Chess will never be solved, here's why

Sort:
DiogenesDue

Those articles reinforce my point.  A single Chess position should take more CPU power to evaluate than a single Go position.  Chess engines still use deep searches and brute force calculation alongside machine learning, AlphaGo uses purely machine learning (though they did "cheat" and use human play to seed the process, unlike AlphaZero's machine learning...which ultimately will make AlphaGo's learned valuations imperfect in the end), with heuristics to decide on win probabilities, and the heuristics used are baked-in every time AlphaGo plays and learns...i.e. almost all the processing power would be already front-loaded and done before a new position is evaluated.  The only evaluation that takes place for AlphaGo in a new position is "what does this position look like related to already evaluated positions, and what does the value network say is the best win probablility?"

The whole point of machine learning is that the previous AI work is subsumed into the valuation so that the next position *doesn't* require brute force calculation.  All that AlphaGo calculates is "what worked best the last time a position like this came up?".  It's like training a dog to do tricks, but the AI can remember a gazillion steps for its tricks and performs those steps perfectly every single time.

Machine learning for Chess works to a point, but as Stockfish has proven out, a combination of brute force calculation and machine learning probability valuations is stronger that machine learning alone.  Which is inherently obvious if you ponder it for a minute or two.

If Chess has 400 possibilities after 2 moves, and Go has 130,000 possibilities after 2 moves, then if each single Go position took more CPU power than each single Chess position, AlphaGo would be running more than 325 times slower than AlphaZero on a given position using the same DeepMind hardware.  I'm pretty sure that is not the case...but feel free to prove me wrong on that.

Ergo, the CPU usage for each individual Chess position > the CPU usage for each individual Go position.

MEGACHE3SE
btickler wrote:

Those articles reinforce my point.  A single Chess position should take more CPU power to evaluate than a single Go position.  Chess engines still use deep searches and brute force calculation alongside machine learning, AlphaGo uses purely machine learning (though they did "cheat" and use human play to seed the process, unlike AlphaZero's machine learning...which ultimately will make AlphaGo's learned valuations imperfect in the end), with heuristics to decide on win probabilities, and the heuristics used are baked-in every time AlphaGo plays and learns...i.e. almost all the processing power would be already front-loaded and done before a new position is evaluated.  The only evaluation that takes place for AlphaGo in a new position is "what does this position look like related to already evaluated positions, and what does the value network say is the best win probablility?"

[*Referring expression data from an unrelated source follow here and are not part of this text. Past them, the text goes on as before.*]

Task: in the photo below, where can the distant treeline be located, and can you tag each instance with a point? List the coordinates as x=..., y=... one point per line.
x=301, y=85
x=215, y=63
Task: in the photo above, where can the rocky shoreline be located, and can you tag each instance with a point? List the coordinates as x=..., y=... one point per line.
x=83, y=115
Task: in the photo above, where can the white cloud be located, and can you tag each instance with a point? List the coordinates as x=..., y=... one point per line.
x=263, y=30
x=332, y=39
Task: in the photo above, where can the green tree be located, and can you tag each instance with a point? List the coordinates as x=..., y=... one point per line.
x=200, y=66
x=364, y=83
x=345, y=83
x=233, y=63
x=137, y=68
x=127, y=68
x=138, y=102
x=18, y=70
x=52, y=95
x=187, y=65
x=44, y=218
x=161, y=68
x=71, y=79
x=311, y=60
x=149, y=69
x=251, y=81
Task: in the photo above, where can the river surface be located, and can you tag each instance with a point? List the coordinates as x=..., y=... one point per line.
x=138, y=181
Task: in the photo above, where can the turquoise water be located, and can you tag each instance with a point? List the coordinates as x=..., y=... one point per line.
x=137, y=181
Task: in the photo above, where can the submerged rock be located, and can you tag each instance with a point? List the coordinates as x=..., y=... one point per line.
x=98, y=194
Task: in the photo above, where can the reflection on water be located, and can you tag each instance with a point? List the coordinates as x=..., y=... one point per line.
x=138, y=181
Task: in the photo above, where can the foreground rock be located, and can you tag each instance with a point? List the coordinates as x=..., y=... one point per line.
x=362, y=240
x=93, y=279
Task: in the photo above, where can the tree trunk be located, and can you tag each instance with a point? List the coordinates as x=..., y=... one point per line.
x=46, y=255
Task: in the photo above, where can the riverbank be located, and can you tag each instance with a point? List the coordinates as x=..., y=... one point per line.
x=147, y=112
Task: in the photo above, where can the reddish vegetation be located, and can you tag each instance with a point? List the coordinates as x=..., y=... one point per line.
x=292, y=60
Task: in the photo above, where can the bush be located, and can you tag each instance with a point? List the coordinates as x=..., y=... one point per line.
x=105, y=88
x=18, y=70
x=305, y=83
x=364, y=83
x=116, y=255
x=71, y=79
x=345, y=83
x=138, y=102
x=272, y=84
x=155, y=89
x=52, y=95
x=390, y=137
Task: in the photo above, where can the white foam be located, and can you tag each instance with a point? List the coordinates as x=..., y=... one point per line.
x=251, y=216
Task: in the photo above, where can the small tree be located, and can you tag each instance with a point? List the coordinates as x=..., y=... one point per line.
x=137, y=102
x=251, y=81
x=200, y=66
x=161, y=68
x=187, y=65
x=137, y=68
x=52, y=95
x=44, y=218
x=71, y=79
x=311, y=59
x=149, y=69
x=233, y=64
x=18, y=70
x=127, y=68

The whole point of machine learning is that the previous AI work is subsumed into the valuation so that the next position *doesn't* require brute force calculation.  All that AlphaGo calculates is "what worked best the last time a position like this came up?".  It's like training a dog to do tricks, but the AI can remember a gazillion steps for its tricks and performs those steps perfectly every single time.

Machine learning for Chess works to a point, but as Stockfish has proven out, a combination of brute force calculation and machine learning probability valuations is stronger that machine learning alone.  Which is inherently obvious if you ponder it for a minute or two.

If Chess has 400 possibilities after 2 moves, and Go has 130,000 possibilities after 2 moves, then if each single Go position took more CPU power than each single Chess position, AlphaGo would be running more than 325 times slower than AlphaZero on a given position using the same DeepMind hardware.  I'm pretty sure that is not the case...but feel free to prove me wrong on that.

Ergo, the CPU usage for each individual Chess position > the CPU usage for each individual Go position.

bro i think ur just straight misreading the articles at this point.

you.... do realize that the equivalent heuristic is that alphago evaluates a position 300 times weaker?

DiogenesDue
MEGACHE3SE wrote:

bro i think ur just straight misreading the articles at this point.

you.... do realize that the equivalent heuristic is that alphago evaluates a position 300 times weaker?

"Bro" can you even explain what you just said using your own words?  Define "a position 300 times weaker".  What does that mean to you?  Or are you going to keep regurgitating?  Do you even know how to program, or are you just reading these articles with no understanding?  If someone told you to write a Chess or Go engine from scratch, how would you attack the problems?

MEGACHE3SE

@btickler you are making the false assumption that those engines are evaluating positions at the same strength.  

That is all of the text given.